Alman Dışişleri Bakanı’nı, “Seni muhatap almıyorum” diyerek muhatap almaya gerek yok. Benzer durumlarda Dışişleri Sözcüsü’ne bir açıklama yaptırılması en uygun yol olur. Ayrıca Alman Dışişleri Bakanı’nı bizim bakanımızın ve büyükelçimizin marke etmeleri gerekir. Herkesin görevini yapmasına fırsat tanımak daha çok yarar getirir. Zaten doğru diplomatik yöntemler izlenirse tansiyon azalır, konuşma ve görüşmenin kapısı açılır.

Alman Dışişleri Bakanı’nın bize AB üzerinden yaptırım uygulanmasını önerdiği anlaşılıyor. Bunu ilgili AB kurumlarının kolayca kabul edeceklerini sanmıyorum. Ancak, hem Gabriel’in, hem de Merkel’in Gümrük Birliği’nin güncellenmesiyle ilgili sözlerini ciddiye almak gerekir.

Gümrük Birliği’nin güncellenmemesi AB’den çok bize zarar verir. Küresel rekabet koşulları AB pazarlarına daha da kolayca girmemizi, daha fazla AB yatırımı çekmemizi, AB ile ekonomik ilişkilerimizi güçlendirmemizi gerektirmektedir.  Almanya AB’nin en önemli ülkesidir. Gümrük Birliği yapmamız, aday olmamız, müzakerelere başlamamız hep Almanya’nın öncü desteği sayesinde mümkün olmuştur. AB normlarından sapmasak, günü gelince bizi AB’ye çekecek dinamiği de Almanya yaratacaktır.

Bunları Almanya’nın önemini vurgulamak için söylüyorum. Yoksa “Almanya desin, biz yapalım” şeklinde bir ilişkiyi ne ben, ne de herhangi bir vatandaşımız kabul eder. Almanya bizim ne dostumuz, ne de düşmanımızdır. Avrupa’daki en önemli partnerimizdir. Almanya’dan bir düşman yaratmayalım. Taleplerimizi ve dosyalarımızı hukuk devleti ölçüleri içinde ısrarla savunalım.
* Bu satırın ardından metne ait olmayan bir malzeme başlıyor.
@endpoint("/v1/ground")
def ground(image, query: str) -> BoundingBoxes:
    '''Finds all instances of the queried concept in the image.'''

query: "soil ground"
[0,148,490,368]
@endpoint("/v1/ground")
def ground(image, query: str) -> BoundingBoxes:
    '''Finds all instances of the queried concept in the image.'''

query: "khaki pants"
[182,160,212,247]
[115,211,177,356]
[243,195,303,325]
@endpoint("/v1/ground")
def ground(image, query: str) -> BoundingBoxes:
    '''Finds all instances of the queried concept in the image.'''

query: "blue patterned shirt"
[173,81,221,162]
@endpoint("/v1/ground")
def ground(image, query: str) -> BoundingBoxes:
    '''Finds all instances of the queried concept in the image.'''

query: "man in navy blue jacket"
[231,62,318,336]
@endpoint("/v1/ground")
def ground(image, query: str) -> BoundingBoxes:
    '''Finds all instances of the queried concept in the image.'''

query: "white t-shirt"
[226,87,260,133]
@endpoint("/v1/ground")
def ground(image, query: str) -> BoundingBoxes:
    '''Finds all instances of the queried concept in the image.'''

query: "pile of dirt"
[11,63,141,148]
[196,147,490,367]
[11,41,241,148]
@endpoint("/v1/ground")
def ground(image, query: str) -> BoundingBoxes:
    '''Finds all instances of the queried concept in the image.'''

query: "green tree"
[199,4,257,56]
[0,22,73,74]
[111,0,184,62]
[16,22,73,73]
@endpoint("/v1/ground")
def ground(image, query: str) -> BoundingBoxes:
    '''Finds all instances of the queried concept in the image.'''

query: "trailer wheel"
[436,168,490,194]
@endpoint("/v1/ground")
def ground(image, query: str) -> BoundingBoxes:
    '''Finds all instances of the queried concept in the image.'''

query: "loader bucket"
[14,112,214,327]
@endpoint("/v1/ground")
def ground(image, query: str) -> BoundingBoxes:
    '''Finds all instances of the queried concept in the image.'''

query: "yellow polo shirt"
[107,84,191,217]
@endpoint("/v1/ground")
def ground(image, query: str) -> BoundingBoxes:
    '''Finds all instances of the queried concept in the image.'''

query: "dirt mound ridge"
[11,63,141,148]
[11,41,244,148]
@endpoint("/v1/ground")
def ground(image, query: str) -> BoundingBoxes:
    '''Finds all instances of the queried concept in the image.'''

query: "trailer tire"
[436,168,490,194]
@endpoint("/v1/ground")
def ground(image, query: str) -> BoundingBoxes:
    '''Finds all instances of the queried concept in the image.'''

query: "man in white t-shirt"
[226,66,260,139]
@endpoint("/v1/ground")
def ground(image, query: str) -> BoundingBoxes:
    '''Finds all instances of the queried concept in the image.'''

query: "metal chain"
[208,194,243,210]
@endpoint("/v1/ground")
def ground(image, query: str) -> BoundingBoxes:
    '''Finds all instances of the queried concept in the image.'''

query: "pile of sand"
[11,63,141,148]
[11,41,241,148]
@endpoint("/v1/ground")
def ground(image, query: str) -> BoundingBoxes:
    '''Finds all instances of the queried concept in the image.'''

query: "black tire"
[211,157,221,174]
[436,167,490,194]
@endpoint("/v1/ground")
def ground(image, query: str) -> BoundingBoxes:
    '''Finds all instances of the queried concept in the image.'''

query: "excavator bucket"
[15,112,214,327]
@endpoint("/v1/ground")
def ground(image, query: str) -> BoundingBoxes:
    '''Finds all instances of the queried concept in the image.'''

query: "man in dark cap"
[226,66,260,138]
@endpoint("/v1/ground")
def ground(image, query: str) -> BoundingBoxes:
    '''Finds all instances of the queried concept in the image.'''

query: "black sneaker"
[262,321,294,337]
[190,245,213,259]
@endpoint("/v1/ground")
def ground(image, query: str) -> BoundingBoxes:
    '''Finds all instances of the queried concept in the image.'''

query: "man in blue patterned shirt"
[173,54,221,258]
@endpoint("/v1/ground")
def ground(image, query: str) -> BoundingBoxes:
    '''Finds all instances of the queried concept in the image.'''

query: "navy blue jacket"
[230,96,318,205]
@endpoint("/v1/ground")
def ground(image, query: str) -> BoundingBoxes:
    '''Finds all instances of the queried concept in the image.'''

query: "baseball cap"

Örneğin, bize 15 Temmuz faciasını yaşatan alçakların iadelerinin sağlanması önemlidir. Ancak karşımızda karmaşık bir hukuk mekanizması ve uluslararası mülteci hukuku bulunmaktadır. Bu tür dosyaların işlemi de çok uzun sürebilir. Sözkonusu kişilerin siyasi iltica taleplerini kırmak için, Türkiye’de görüşleri yüzünden siyasi takibata uğramadıklarını, herhangi bir Avrupa ülkesinde geçerli ceza hukuku kurallarını ihlal ettikleri için arandıklarını anlatabilmek gerekir. İade talebi dosyaları hazırlamakta eskiden pek becerikli değildik. Umarım şimdi daha iyiyizdir. Ayrıca, uluslararası hukuk kurallarına dikkat etmek gerekir. Türkiye’de yakalanan birçok şüphelinin yüzü yara bere içinde, gözü patlamış  fotoğraflarını basında görüyoruz. Unutmayalım: Bu fotoğraflardan birini ilgili yargıca gösteren avukat, BM İşkenceyi Önleme Sözleşmesi’ne göre hiç kimsenin işkence görebileceği yere iade edilemeyeceğini hatırlatır ve davasını beş dakikada kazanır. Kaldı ki, Türkiye hâlâ güvenli ülke kategorisinde sayılmıyor. Hukuk devleti olabildiğimiz ölçüde bu meselelerin çözümü kolaylaşır.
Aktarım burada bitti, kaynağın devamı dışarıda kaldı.